As services are created with aliases too, it sounds like this would work as well.

I modified the docker-compose above to run with Supervisor in local mode, where service names are tailed with _1_1_localrelease or similar:

version: "2.1"

services:
  test1:
    image: balenalib/intel-nuc-ubuntu:bionic
    entrypoint: ["tail", "-f", "/dev/null"]
  test2:
    image: balenalib/intel-nuc-ubuntu:bionic
    entrypoint: ["tail", "-f", "/dev/null"]
  zookeeperXXXXXXXXXXXXXXXXXXXXXXXXXXXXXXXXXXXX64:
    image: balenalib/intel-nuc-ubuntu:bionic
    entrypoint: ["tail", "-f", "/dev/null"]
  zookeeperXXXXXXXXXXXXXXXXXXXXXXXXXXXXXXXXXXX63:
    image: balenalib/intel-nuc-ubuntu:bionic
    entrypoint: ["tail", "-f", "/dev/null"]
  zookeeperXXXXXXXXXXXXXXXXXXXXXXXXXXXXXXXXXX62:
    image: balenalib/intel-nuc-ubuntu:bionic
    entrypoint: ["tail", "-f", "/dev/null"]

When pinging the longest name from test2, indeed, balena journal logs show the error writing resolver resp, dns: bad rdata, but I waited a bit longer and pings started going through. It looks like it takes some time:

root@nuccc:~# balena exec test2_2_1_localrelease ping zookeeperXXXXXXXXXXXXXXXXXXXXXXXXXXXXXXXXXXXX64
PING zookeeperXXXXXXXXXXXXXXXXXXXXXXXXXXXXXXXXXXXX64 (172.22.0.4) 56(84) bytes of data.
64 bytes from 172.22.0.4: icmp_seq=1 ttl=64 time=0.043 ms
64 bytes from 172.22.0.4: icmp_seq=2 ttl=64 time=0.136 ms
64 bytes from 172.22.0.4: icmp_seq=3 ttl=64 time=0.081 ms

Try waiting for a bit after pinging the service with the long name, and see if the behavior is the same for you.

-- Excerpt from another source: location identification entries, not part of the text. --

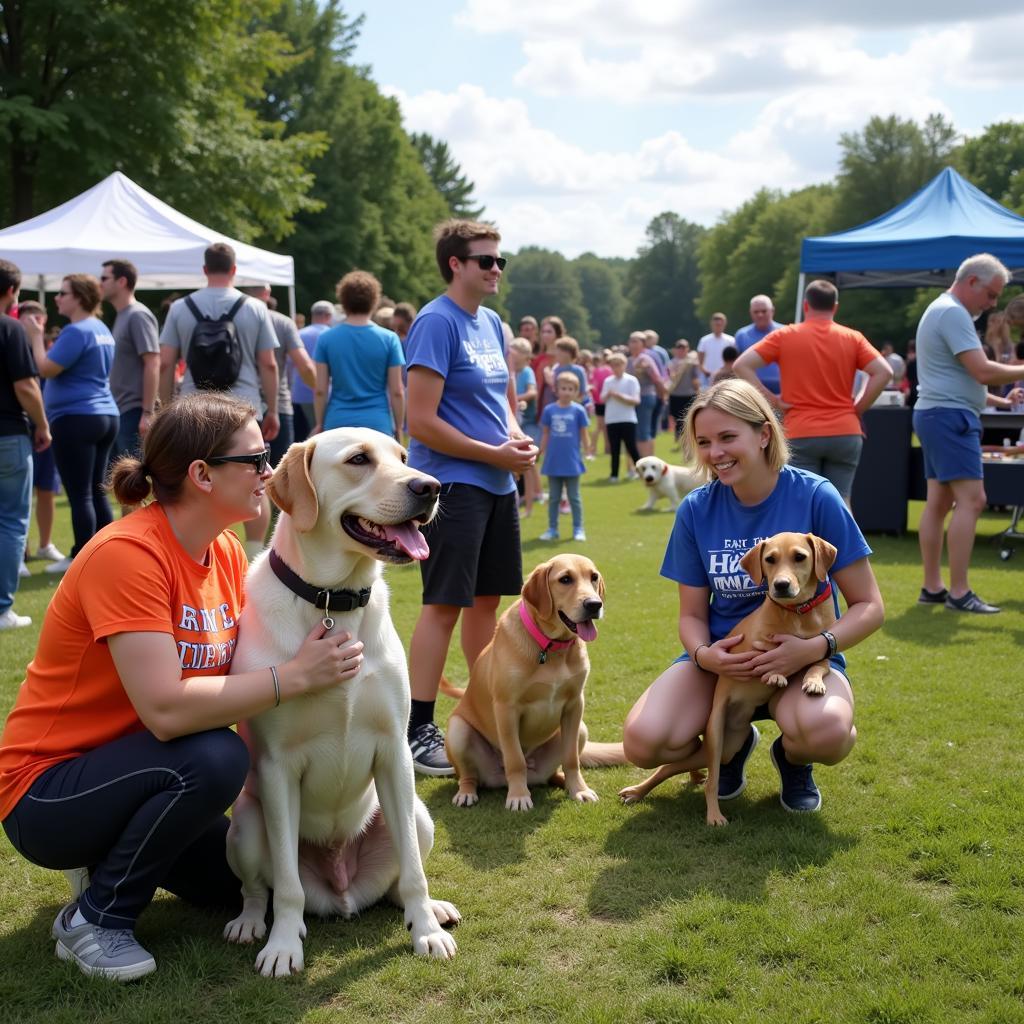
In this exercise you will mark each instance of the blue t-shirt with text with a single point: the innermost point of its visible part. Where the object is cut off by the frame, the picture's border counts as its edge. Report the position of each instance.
(562, 457)
(85, 350)
(713, 530)
(468, 351)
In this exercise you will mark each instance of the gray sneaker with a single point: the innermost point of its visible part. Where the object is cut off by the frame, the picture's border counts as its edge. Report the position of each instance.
(427, 743)
(100, 952)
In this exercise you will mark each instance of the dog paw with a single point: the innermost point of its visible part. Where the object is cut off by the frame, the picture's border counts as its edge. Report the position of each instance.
(281, 957)
(523, 802)
(446, 913)
(245, 929)
(436, 943)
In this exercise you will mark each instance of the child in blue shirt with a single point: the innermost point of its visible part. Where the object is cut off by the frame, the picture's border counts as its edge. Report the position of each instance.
(564, 426)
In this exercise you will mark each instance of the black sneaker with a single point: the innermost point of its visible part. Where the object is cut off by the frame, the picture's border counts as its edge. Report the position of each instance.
(732, 775)
(971, 602)
(798, 793)
(427, 744)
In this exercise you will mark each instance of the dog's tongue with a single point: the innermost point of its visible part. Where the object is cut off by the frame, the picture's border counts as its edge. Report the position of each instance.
(408, 537)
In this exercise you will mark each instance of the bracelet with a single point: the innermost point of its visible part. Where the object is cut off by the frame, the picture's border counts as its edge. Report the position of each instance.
(693, 656)
(830, 640)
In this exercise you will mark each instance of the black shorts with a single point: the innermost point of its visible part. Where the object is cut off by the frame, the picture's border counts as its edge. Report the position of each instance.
(474, 547)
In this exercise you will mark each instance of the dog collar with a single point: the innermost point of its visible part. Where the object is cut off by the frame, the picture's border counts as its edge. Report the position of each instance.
(320, 597)
(546, 643)
(807, 605)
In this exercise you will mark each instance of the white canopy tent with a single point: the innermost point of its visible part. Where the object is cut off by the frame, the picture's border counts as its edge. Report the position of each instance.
(117, 219)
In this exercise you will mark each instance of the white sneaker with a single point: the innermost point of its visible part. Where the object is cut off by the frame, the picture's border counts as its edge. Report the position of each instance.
(10, 621)
(49, 553)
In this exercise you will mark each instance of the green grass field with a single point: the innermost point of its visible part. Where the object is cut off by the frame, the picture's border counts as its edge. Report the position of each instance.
(901, 902)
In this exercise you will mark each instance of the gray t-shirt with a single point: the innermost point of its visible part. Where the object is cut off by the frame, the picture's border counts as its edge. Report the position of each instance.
(252, 325)
(134, 334)
(945, 330)
(288, 338)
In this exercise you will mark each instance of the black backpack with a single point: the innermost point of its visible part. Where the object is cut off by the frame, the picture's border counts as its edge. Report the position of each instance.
(215, 352)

I closed this issue before because I didn't think it was related to container names; I still think it's not, because aliases according to the docker guide are also known to the DNS resolver. Perhaps it's the order of resolution that causes the error logs in the journal -- when pinging by service name, the resolver will always first resolve by full container name, and that's where the error appears. Thoughts?

ramirogm commented 1 year ago

Hi @cywang117

From what we found, what fails is the reverse name lookup. In the following example, I ran ping, nslookup and dig.

All three fail to perform the reverse DNS lookup, with the error showing up in journalctl output. But they fail in different forms: ping gives up and prints the IP address, just as if you run ping -n. dig and nslookup timeout and fail since they can't really provide an answer.

You can compare a successful ping, where the response prints the hostname, with a failed one that just prints the IP address.

root@e404e104187f:/# nslookup -x 172.17.0.3
;; communications error to 127.0.0.11#53: end of file
;; communications error to 127.0.0.11#53: end of file

root@e404e104187f:/# ping zookeeperXXXX64
PING zookeeperXXXX64 (172.17.0.3) 56(84) bytes of data.
64 bytes from 172.17.0.3: icmp_seq=1 ttl=64 time=0.097 ms
[....]
64 bytes from 172.17.0.3: icmp_seq=15 ttl=64 time=0.127 ms
^C
--- zookeeperXXXX64 ping statistics ---
15 packets transmitted, 15 received, 0% packet loss, time 43330ms
rtt min/avg/max/mdev = 0.063/0.123/0.158/0.021 ms
root@e404e104187f:/# 

root@e404e104187f:/# dig -x 172.17.0.3

; <<>> DiG 9.11.3-1ubuntu1.18-Ubuntu <<>> -x 172.17.0.3
;; global options: +cmd
;; connection timed out; no servers could be reached

Dec 13 17:54:22 29eba2b balenad[1343]: time="2022-12-13T17:54:22.739330603Z" level=error msg="[resolver] error writing resolver resp, dns: bad rdata"
cywang117 commented 1 year ago

I see, thanks for clarifying @ramirogm. @pipex @kb2ma , Thinking of solutions here, could we perhaps name a service by its docker-compose service name first, and alias it with the full serviceName_imageId_releaseId_commit, so that the service name gets used first when resolving? This also has the benefit of more easily being able to balena exec when debugging Supervisor-managed containers.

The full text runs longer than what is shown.